The Olympic events which got the most coverage - and drew the most interest - were events which only get a lot of prime time tv coverage in Olympic years, such as swimming, diving, volleyball, water polo and track and field, so though I say "Congratulations" to both the Men's and Women's basketball teams on their Gold Medals, I for one am glad that NBC chose to use their prime time coverage for these "other" sports.
Off the field of play, I think NBC's Mary Carillo did a nice job on her coverage of such things as Stonehenge and other British traditions, and the Opening and Closing Ceremonies both had their spectacular moments - in particular the lighting of the Olympic Flame and other lighting effects around the stadium. I also enjoyed most of the tributes to Brit music and literature (although it did occur to me after that (I believe)none of the music of The Stones was included (although I admit I may be wrong about that).
My personal feeling is that future Olympic Opening and Closing ceremonies could be a bit shorter in length and it wouldn't bother me a bit. It's gotten to the point where each Olympics the host tries to outdo the last guy. Not necessary, people.

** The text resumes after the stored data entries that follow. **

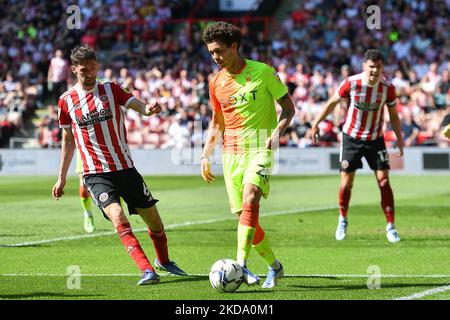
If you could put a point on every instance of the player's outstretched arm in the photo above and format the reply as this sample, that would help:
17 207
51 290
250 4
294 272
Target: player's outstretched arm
215 131
395 123
143 108
287 113
67 150
327 109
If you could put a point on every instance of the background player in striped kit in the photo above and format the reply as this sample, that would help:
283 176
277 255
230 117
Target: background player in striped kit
90 114
365 94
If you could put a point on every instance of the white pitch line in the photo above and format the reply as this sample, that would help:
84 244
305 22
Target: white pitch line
425 293
168 227
205 275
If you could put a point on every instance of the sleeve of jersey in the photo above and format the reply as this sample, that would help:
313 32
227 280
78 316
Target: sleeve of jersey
391 96
63 114
274 84
123 97
213 99
344 89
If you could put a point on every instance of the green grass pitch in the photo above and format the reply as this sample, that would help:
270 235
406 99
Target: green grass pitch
300 217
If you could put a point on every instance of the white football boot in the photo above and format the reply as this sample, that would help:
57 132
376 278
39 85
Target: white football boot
391 233
341 230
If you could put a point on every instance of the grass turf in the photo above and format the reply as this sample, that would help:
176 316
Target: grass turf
297 217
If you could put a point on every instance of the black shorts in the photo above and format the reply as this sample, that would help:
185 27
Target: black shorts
353 150
107 188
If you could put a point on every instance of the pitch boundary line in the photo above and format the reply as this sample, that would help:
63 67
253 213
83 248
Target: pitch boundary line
168 227
440 276
425 293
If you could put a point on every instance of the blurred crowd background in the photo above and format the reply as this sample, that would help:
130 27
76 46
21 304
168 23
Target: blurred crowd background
154 48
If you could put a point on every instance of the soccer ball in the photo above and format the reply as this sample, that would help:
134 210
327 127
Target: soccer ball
226 275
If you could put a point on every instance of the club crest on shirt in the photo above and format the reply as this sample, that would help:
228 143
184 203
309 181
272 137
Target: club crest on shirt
103 197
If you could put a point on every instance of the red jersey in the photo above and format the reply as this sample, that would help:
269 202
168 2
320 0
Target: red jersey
364 118
97 122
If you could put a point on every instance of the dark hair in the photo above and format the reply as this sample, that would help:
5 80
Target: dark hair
222 32
374 55
82 53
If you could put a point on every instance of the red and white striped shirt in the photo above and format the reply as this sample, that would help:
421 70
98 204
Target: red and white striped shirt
364 118
97 122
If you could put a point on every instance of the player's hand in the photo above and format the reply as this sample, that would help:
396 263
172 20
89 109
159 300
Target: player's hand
315 136
400 147
152 108
206 170
58 189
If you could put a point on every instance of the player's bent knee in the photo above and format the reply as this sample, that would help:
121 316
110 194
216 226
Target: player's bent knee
115 213
383 182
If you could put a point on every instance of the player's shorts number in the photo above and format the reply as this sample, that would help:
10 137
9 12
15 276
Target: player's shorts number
383 156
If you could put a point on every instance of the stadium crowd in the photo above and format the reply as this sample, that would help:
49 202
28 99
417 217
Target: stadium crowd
320 43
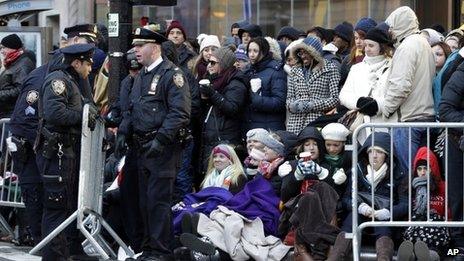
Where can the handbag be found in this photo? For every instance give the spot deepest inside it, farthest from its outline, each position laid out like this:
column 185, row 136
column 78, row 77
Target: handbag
column 380, row 201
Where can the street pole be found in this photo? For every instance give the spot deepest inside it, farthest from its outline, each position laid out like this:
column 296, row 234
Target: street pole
column 118, row 44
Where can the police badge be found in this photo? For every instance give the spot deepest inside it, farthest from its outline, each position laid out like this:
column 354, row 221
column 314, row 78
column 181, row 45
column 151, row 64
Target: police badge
column 58, row 87
column 154, row 84
column 178, row 80
column 32, row 97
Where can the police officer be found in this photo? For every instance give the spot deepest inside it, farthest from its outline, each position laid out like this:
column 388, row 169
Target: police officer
column 160, row 108
column 58, row 143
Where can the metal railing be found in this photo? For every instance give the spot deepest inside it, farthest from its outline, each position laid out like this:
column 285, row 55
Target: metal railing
column 89, row 207
column 356, row 234
column 10, row 191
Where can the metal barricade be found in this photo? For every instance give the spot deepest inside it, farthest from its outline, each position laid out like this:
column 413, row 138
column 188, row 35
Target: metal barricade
column 89, row 208
column 10, row 191
column 371, row 127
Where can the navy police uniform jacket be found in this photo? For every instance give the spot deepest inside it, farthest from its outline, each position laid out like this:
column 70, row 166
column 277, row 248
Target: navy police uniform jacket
column 159, row 101
column 62, row 101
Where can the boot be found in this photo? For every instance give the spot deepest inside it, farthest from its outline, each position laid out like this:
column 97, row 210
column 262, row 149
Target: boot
column 384, row 248
column 341, row 250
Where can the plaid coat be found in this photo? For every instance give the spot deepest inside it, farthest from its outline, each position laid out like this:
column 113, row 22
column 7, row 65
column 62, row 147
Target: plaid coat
column 319, row 87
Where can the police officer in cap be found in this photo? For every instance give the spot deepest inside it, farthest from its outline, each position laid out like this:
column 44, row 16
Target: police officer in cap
column 58, row 143
column 160, row 109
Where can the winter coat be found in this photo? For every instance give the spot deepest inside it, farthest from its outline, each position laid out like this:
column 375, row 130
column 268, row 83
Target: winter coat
column 267, row 106
column 222, row 115
column 320, row 87
column 382, row 190
column 408, row 94
column 11, row 80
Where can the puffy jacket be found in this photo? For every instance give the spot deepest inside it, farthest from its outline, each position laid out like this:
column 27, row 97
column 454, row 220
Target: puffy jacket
column 408, row 94
column 11, row 80
column 267, row 107
column 223, row 112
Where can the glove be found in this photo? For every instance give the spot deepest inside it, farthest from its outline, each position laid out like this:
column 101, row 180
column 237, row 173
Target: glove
column 365, row 210
column 119, row 145
column 367, row 105
column 207, row 90
column 299, row 106
column 383, row 214
column 339, row 177
column 153, row 148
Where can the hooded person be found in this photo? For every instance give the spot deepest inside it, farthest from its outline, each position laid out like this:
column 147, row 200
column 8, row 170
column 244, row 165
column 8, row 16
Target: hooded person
column 408, row 92
column 435, row 239
column 312, row 86
column 17, row 65
column 268, row 88
column 374, row 172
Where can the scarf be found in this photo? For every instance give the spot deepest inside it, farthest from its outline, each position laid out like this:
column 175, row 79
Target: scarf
column 267, row 168
column 220, row 80
column 374, row 177
column 12, row 57
column 219, row 179
column 334, row 161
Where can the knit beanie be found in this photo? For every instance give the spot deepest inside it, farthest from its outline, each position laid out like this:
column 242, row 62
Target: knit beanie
column 226, row 57
column 365, row 24
column 178, row 25
column 290, row 32
column 378, row 35
column 12, row 41
column 209, row 40
column 314, row 43
column 344, row 31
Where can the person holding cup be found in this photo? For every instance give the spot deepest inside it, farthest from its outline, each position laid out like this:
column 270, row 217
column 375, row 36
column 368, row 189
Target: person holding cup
column 268, row 88
column 223, row 94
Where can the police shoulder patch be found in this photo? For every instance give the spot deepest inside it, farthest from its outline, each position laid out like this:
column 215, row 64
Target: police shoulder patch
column 32, row 97
column 178, row 79
column 58, row 87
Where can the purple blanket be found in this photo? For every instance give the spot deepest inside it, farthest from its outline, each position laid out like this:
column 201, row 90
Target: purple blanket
column 204, row 201
column 257, row 199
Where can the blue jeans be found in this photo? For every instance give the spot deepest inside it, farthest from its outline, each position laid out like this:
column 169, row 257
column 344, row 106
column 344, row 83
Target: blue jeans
column 184, row 178
column 401, row 143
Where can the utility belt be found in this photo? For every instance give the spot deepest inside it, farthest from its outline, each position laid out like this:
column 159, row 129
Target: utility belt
column 58, row 144
column 184, row 135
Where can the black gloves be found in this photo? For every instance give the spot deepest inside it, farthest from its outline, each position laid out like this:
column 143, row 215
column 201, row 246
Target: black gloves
column 207, row 90
column 367, row 105
column 153, row 148
column 119, row 145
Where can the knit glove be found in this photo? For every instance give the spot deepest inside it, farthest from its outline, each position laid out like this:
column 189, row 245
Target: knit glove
column 365, row 210
column 383, row 214
column 300, row 106
column 367, row 105
column 339, row 177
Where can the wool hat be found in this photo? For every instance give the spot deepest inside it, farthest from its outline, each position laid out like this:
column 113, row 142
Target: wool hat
column 365, row 24
column 209, row 40
column 254, row 134
column 12, row 41
column 178, row 25
column 335, row 132
column 378, row 35
column 226, row 57
column 314, row 43
column 240, row 54
column 344, row 31
column 273, row 144
column 290, row 32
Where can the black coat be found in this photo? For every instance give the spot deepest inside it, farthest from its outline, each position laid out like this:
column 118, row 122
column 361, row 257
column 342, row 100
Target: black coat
column 11, row 80
column 223, row 112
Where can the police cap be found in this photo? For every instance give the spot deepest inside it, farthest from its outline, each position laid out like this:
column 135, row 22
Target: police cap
column 142, row 36
column 83, row 52
column 82, row 30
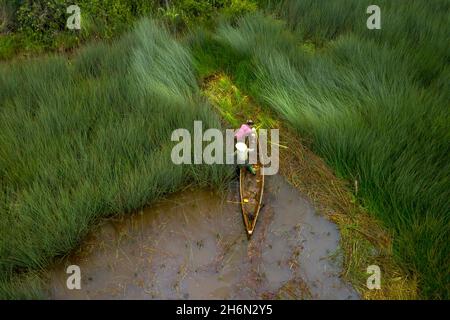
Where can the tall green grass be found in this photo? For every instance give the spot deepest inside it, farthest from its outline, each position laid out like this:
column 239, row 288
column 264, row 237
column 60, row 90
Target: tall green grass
column 374, row 103
column 89, row 137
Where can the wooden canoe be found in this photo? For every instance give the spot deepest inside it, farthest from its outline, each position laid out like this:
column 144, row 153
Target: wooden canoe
column 251, row 188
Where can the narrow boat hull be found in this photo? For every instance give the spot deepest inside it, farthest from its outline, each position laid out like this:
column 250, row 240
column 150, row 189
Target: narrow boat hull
column 251, row 191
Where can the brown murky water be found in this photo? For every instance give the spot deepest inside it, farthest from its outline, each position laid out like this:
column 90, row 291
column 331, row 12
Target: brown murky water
column 193, row 246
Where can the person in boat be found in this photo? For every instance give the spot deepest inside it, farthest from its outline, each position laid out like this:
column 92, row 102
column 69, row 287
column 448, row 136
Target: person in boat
column 246, row 130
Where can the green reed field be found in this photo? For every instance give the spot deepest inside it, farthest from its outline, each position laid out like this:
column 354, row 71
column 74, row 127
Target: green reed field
column 88, row 136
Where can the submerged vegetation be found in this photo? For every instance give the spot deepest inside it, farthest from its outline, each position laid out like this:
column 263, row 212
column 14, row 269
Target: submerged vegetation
column 87, row 137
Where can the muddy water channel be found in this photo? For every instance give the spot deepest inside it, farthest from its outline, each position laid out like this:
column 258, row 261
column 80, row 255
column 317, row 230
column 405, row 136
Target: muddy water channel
column 193, row 246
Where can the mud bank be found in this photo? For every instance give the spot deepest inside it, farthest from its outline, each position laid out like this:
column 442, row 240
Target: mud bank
column 193, row 246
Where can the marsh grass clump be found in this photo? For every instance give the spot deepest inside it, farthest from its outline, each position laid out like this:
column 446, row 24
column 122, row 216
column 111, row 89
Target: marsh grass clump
column 89, row 137
column 370, row 103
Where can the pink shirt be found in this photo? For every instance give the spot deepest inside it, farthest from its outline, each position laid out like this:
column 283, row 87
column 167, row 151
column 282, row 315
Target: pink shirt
column 243, row 131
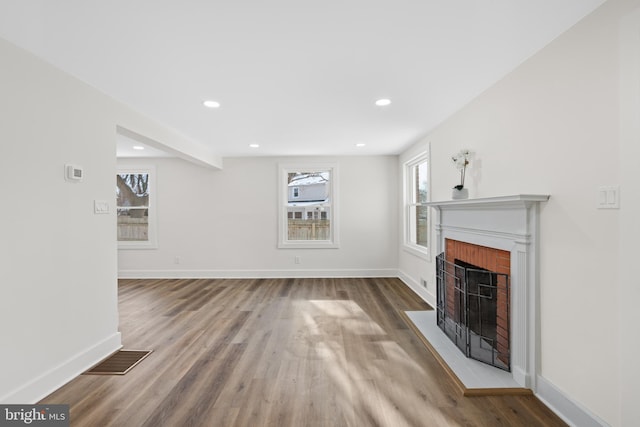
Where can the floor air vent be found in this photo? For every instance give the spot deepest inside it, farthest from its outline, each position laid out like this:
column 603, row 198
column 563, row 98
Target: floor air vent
column 119, row 363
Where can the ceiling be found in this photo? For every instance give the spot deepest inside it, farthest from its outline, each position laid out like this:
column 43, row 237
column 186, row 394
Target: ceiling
column 297, row 77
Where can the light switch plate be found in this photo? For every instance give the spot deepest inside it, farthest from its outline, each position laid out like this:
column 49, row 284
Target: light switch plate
column 609, row 197
column 100, row 207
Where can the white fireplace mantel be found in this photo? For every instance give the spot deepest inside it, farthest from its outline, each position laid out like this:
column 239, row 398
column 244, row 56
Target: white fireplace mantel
column 509, row 223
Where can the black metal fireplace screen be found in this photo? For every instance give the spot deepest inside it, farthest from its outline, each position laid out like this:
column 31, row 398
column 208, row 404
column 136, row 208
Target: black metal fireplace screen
column 473, row 310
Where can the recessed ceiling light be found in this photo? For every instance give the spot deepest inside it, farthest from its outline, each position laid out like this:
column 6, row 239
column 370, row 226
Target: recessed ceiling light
column 211, row 104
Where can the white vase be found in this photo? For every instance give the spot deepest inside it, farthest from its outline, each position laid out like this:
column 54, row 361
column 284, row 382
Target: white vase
column 459, row 194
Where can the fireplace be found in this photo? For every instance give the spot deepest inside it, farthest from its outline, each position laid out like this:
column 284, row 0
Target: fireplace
column 496, row 240
column 472, row 305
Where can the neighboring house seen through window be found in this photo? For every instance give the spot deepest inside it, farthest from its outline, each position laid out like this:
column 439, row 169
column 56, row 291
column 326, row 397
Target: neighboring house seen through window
column 307, row 206
column 136, row 217
column 417, row 214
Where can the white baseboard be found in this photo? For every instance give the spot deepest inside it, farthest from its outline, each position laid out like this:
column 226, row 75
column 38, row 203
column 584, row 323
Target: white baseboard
column 46, row 383
column 570, row 411
column 423, row 293
column 251, row 274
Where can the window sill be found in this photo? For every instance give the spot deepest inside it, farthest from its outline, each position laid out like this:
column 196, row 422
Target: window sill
column 308, row 245
column 126, row 245
column 420, row 252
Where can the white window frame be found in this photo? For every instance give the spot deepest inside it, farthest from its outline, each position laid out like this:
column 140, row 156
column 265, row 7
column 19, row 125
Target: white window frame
column 283, row 173
column 408, row 202
column 152, row 242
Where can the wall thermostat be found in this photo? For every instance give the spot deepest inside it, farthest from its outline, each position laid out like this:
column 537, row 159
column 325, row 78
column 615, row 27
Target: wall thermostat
column 73, row 173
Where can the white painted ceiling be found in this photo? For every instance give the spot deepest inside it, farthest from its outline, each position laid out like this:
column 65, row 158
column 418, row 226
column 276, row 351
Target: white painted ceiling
column 297, row 77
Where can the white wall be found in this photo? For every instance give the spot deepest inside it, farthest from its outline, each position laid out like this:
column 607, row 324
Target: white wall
column 58, row 262
column 224, row 223
column 552, row 127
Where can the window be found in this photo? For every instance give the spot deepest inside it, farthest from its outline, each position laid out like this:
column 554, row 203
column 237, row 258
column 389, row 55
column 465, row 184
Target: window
column 417, row 218
column 136, row 216
column 307, row 198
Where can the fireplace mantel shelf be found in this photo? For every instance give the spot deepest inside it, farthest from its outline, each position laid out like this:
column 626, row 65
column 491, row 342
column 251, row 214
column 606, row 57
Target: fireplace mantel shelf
column 503, row 201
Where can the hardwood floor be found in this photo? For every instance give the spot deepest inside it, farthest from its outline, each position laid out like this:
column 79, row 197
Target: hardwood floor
column 280, row 352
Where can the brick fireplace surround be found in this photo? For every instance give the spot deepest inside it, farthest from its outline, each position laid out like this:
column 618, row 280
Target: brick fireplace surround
column 508, row 224
column 492, row 259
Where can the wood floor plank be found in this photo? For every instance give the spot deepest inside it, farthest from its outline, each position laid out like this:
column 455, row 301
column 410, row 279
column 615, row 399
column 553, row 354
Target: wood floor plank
column 280, row 352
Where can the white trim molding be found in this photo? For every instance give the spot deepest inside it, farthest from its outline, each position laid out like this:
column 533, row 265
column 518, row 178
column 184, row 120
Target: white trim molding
column 47, row 382
column 253, row 274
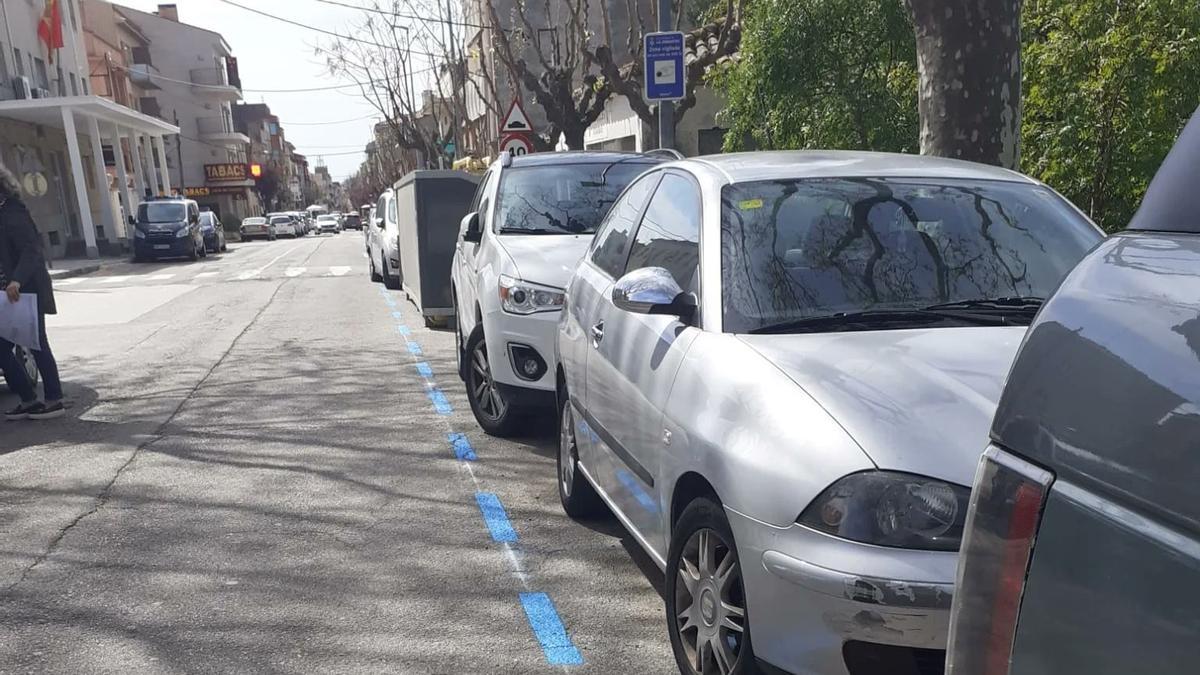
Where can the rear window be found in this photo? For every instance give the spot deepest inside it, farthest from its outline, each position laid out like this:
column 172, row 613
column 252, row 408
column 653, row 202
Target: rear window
column 561, row 198
column 162, row 211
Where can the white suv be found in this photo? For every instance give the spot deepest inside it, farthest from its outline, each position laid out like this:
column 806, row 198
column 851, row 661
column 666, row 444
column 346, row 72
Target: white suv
column 529, row 225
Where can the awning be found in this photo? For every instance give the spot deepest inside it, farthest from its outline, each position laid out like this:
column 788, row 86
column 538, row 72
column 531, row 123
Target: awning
column 48, row 112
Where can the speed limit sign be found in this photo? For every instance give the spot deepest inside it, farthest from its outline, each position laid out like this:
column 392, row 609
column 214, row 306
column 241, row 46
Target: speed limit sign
column 516, row 144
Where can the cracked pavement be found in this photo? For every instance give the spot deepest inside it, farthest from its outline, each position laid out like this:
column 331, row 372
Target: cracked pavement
column 252, row 478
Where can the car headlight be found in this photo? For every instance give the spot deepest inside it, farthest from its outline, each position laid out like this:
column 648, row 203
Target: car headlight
column 525, row 298
column 892, row 509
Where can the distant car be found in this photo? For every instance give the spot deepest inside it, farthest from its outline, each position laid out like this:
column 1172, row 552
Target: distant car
column 285, row 225
column 775, row 369
column 531, row 221
column 328, row 223
column 168, row 228
column 214, row 232
column 1081, row 551
column 257, row 226
column 383, row 244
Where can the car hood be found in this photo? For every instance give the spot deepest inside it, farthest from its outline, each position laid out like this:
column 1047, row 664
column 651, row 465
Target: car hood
column 549, row 260
column 917, row 400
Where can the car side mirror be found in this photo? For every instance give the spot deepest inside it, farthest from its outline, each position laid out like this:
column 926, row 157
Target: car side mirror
column 471, row 230
column 653, row 291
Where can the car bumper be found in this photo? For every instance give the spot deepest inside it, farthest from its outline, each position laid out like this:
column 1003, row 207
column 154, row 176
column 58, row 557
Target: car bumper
column 163, row 248
column 810, row 596
column 513, row 338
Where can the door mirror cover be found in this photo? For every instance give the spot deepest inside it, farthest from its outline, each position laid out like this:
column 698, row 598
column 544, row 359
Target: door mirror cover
column 653, row 291
column 471, row 230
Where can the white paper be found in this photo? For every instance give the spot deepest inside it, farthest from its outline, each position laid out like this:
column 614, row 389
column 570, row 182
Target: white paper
column 18, row 321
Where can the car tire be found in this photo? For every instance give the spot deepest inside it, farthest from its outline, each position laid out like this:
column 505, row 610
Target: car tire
column 391, row 281
column 580, row 499
column 715, row 601
column 375, row 273
column 496, row 416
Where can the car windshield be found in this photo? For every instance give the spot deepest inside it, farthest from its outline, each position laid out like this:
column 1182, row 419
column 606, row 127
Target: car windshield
column 161, row 211
column 795, row 250
column 561, row 198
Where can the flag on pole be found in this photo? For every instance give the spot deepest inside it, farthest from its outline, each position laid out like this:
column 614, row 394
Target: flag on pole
column 49, row 29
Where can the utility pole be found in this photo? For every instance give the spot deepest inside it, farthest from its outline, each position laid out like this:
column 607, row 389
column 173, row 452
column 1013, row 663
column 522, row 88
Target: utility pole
column 666, row 108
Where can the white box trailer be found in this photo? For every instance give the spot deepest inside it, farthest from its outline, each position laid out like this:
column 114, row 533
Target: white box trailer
column 430, row 205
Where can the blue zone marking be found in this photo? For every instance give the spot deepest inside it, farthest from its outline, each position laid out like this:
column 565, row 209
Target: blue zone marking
column 496, row 518
column 462, row 448
column 549, row 628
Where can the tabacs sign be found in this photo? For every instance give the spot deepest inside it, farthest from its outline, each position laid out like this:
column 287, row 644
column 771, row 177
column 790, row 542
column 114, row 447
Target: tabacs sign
column 219, row 173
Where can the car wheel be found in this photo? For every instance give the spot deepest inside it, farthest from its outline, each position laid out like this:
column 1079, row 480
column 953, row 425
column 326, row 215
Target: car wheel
column 25, row 358
column 375, row 272
column 390, row 281
column 706, row 601
column 579, row 497
column 493, row 413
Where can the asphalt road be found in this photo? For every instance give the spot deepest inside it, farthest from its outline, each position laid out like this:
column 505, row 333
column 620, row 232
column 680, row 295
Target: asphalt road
column 261, row 472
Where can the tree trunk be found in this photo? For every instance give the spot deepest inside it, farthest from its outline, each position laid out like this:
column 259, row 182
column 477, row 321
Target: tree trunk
column 969, row 57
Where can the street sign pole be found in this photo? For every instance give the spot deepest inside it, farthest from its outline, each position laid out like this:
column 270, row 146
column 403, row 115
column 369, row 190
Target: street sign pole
column 666, row 108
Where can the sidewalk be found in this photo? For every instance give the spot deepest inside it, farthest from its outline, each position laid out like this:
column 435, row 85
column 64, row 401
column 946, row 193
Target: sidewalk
column 66, row 268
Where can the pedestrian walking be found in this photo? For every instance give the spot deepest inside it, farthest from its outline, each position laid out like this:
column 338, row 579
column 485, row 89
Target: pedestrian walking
column 24, row 266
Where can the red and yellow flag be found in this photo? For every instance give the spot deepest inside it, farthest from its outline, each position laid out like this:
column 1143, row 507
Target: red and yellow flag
column 49, row 29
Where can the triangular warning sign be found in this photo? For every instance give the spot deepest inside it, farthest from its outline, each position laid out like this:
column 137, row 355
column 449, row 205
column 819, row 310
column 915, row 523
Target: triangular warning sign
column 516, row 120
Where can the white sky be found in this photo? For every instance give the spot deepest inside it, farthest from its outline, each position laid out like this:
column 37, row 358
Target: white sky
column 276, row 55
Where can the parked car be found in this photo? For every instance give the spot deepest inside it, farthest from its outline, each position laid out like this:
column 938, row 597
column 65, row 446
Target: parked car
column 283, row 225
column 257, row 226
column 328, row 223
column 529, row 223
column 383, row 245
column 1081, row 553
column 168, row 228
column 775, row 369
column 213, row 232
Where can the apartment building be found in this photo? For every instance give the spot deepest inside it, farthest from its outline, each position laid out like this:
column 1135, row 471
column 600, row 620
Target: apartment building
column 53, row 131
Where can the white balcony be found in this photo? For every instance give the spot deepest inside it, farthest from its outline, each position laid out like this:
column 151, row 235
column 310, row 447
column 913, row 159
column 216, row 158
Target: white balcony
column 213, row 83
column 220, row 130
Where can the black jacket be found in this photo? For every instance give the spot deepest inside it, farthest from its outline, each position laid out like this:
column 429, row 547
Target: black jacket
column 21, row 254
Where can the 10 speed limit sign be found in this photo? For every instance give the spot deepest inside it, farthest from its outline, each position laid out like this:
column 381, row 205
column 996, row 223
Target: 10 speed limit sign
column 516, row 144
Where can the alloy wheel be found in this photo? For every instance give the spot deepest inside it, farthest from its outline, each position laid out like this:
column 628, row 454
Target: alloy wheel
column 483, row 387
column 711, row 604
column 568, row 451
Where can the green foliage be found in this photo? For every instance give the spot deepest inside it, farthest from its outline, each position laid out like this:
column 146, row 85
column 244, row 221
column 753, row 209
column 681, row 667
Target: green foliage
column 1108, row 87
column 823, row 73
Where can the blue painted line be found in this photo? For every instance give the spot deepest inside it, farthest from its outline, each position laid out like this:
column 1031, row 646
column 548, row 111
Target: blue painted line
column 549, row 628
column 462, row 448
column 439, row 400
column 496, row 518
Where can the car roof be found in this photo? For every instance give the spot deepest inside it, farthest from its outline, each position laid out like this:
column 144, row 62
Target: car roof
column 581, row 157
column 744, row 167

Just put on a nice ceremony, briefly "tout" your country, and get on with providing viewers with a well-run athletic competition.
There - I've said my piece. For those of you who thrive on "All Olympics all the time", NBC Sports will be running London Olympic Highlights all week. For those of you who don't have access to that channel, the Olympics will be back before you know it, with the Winter Games in Russia in 2014.